It is interesting. Most people don’t even think about it but when you first meet someone and he or she says they are married, it seems like one of the very first questions anyone asks is, “Do you have any kids?” I was just sitting here this evening and it struck me on a funny chord. No not “funny ha ha” but “funny ironic.” I think it is our natural curiosity that wants to know just a little bit more about the person you have just met. It is the last thing on anyone’s mind when they ask this question that yes the person might have kids but he or she may have lost a child, or in really rare, unbelievable instances he or she may have lost more than one child.
It seems like invariably that when I tell someone I am married, and especially for how long (16 years), the next natural question that seems to be asked is, “Do you have any kids?” I always say I did. Some people don’t catch on to the whole word “did.” Some people do but I think they choose to ignore it or you can see the look on their face change as they do not know what to say next. And then some people say, “I am so sorry.” No one is truly ever prepared to run into someone who has lost a child, even if you have lost one yourself. It seems like the natural course of life is thrown out of whack as a child is supposed to always out live his or her parents, especially if it is a young child.
Once someone finds out you don’t have a child then his or her curiosity seems to get the better of him or her and their next question almost always is, “What happened?” or “May I ask what happened?” You as the parent understand their curiosity but for him or her it is a double edged sword. No, it is not that you really mind tell the story of what happened. In a way, it is just a story. The hard part about this in particular story is when he or she has to tell it, it is like he or she is reliving it all over again.

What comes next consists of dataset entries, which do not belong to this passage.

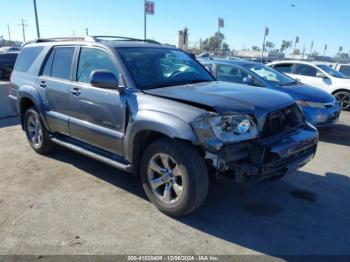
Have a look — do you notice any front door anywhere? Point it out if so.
[69,47,125,154]
[37,46,76,135]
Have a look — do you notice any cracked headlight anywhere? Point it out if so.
[191,114,258,148]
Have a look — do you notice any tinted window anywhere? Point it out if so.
[77,47,119,83]
[339,66,350,76]
[42,50,55,76]
[272,64,293,74]
[117,47,214,89]
[15,46,43,72]
[51,47,74,79]
[295,64,317,77]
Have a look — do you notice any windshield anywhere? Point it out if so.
[117,47,215,90]
[244,64,298,86]
[317,65,348,78]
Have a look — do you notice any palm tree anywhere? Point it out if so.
[281,40,293,55]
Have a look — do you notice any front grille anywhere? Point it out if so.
[262,104,303,138]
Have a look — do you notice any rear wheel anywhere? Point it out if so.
[141,139,209,216]
[24,107,53,154]
[334,91,350,110]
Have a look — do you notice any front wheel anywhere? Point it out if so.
[141,139,209,216]
[24,107,53,154]
[334,91,350,110]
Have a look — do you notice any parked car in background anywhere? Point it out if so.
[0,52,18,80]
[268,61,350,110]
[9,36,318,216]
[332,64,350,78]
[202,60,341,126]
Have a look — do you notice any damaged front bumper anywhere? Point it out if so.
[205,124,318,182]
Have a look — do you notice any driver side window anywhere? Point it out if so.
[77,47,119,83]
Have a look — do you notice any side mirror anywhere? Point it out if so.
[204,66,212,73]
[243,77,254,86]
[90,70,122,91]
[316,72,328,78]
[188,53,197,60]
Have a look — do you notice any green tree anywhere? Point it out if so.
[252,45,261,51]
[201,32,229,52]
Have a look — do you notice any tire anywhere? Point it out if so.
[334,91,350,111]
[24,107,54,154]
[140,138,209,216]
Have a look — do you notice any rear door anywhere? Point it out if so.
[69,46,125,155]
[38,46,76,134]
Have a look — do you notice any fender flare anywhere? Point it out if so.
[123,110,197,161]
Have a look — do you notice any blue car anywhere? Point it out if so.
[201,60,341,127]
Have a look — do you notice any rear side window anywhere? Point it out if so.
[339,65,350,76]
[15,46,44,72]
[50,47,75,80]
[272,64,293,74]
[77,47,119,83]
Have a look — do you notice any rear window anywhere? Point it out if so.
[15,46,44,72]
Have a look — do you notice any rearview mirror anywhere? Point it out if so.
[90,70,121,91]
[243,77,254,86]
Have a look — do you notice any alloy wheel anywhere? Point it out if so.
[147,153,184,205]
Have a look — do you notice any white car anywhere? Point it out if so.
[268,60,350,110]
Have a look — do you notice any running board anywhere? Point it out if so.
[51,137,132,173]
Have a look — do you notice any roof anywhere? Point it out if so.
[22,36,171,48]
[201,59,260,66]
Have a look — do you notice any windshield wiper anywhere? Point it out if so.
[143,79,213,90]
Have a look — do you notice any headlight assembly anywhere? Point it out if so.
[297,100,326,108]
[191,114,258,148]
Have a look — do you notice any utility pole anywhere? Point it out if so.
[18,18,28,43]
[33,0,40,38]
[7,24,11,41]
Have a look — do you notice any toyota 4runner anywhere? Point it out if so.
[9,36,318,216]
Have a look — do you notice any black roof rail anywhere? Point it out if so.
[21,35,161,48]
[91,35,161,45]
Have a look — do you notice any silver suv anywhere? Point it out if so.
[9,36,318,216]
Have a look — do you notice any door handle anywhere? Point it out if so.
[40,81,46,88]
[70,87,81,96]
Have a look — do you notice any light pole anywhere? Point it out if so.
[33,0,40,38]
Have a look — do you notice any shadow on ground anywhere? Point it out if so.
[50,148,350,257]
[0,116,20,128]
[318,124,350,146]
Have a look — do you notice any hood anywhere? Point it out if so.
[275,84,334,103]
[144,81,294,114]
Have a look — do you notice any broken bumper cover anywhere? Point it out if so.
[206,124,318,182]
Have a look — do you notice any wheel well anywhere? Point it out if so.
[332,89,350,95]
[19,98,35,129]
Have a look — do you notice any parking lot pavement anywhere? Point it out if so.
[0,112,350,257]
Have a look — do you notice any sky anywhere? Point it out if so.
[0,0,350,55]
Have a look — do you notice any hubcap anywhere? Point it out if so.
[147,153,183,204]
[27,114,43,148]
[335,92,350,110]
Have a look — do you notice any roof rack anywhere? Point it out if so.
[22,35,161,47]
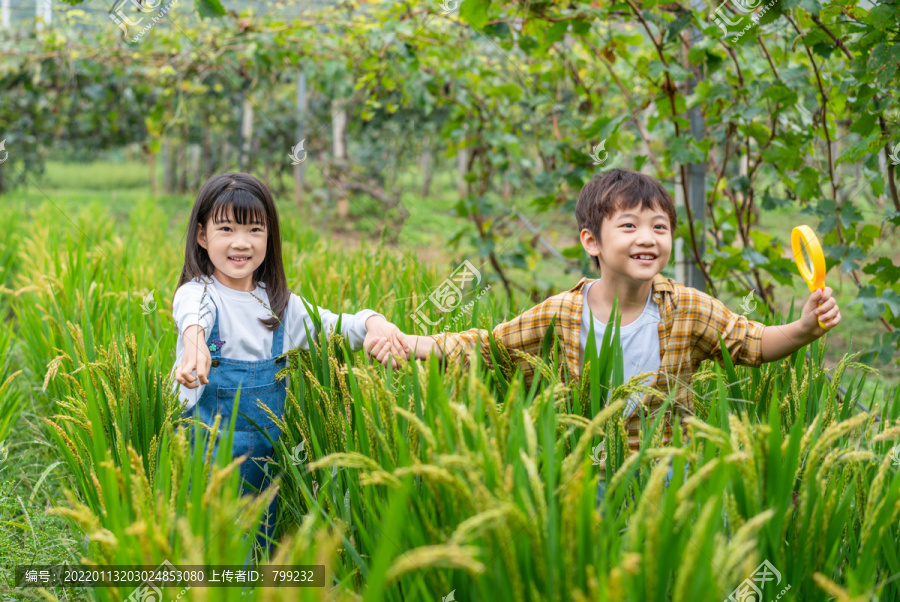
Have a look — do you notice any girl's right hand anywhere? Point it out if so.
[175,326,212,389]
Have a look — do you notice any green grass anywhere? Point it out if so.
[0,157,900,601]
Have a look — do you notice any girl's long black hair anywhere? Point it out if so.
[176,172,291,331]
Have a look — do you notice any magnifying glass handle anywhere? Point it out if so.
[816,289,831,330]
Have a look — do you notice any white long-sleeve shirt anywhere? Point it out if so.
[172,276,381,411]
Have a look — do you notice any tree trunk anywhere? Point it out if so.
[419,136,434,198]
[294,71,307,215]
[188,142,202,192]
[162,138,175,194]
[147,145,157,196]
[456,147,469,199]
[197,112,215,183]
[325,99,350,219]
[238,91,253,171]
[176,140,189,194]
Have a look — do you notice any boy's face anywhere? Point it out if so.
[581,207,672,282]
[197,210,268,291]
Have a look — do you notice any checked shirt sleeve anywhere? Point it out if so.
[431,297,558,383]
[688,291,766,367]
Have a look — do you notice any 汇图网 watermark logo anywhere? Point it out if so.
[141,289,156,315]
[725,560,791,602]
[409,260,491,332]
[291,441,307,466]
[125,560,191,602]
[591,441,606,466]
[288,138,308,165]
[590,138,609,165]
[709,0,787,40]
[109,0,178,42]
[741,291,756,316]
[884,142,900,165]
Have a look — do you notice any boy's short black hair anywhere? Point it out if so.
[575,168,676,267]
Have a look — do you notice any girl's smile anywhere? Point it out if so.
[197,209,268,291]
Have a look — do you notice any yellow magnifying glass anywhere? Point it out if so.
[791,226,829,330]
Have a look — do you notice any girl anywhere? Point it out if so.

I know this from firsthand experience. To be honest, I never mind when someone asks me what happened. In a way, it has helped me with my grieving process. My husband cannot stand to talk about it at all. He grieves in a completely different way.
So when I am asked I always tell some form of the story depending on how I am feeling at the time and if I am up to telling the whole thing. There are times I simply say something like this, “She somehow contracted E-coli. This in particular E-coli caused complete kidney failure, then stroke, a cerebral hemorrhage and cardiac arrest. We eventually made the hardest decision of our lives by taking her off life support on July 16, 2008.” I guess you could say that version is very sweet and to the point. Sometimes I will get a little more detailed than that. Then there are times that, depending on who I am talking to and how comfortable I feel with my first impression of him or her, I will go through the whole story, day by day, telling him or her what happened to our beloved baby girl. It is very rare in these cases that I don’t end up crying by the time I am done.
The other versions I am able to just say and step back from my emotions. I guess the best way to describe it is like I step outside of my body and am looking from the outside in so that I can keep my emotions at bay. That last version is almost impossible to tell without having my emotions right there on my sleeve. I guess I would not be human if I somehow did not feel something when telling that story.
When I am done telling the story I can also tell him or her about Mari and how she was when she was alive. The most important thing I can do as her mommy is to tell people about her so her memory stays alive for years to come.
I love you baby girl and Mommy misses you very much.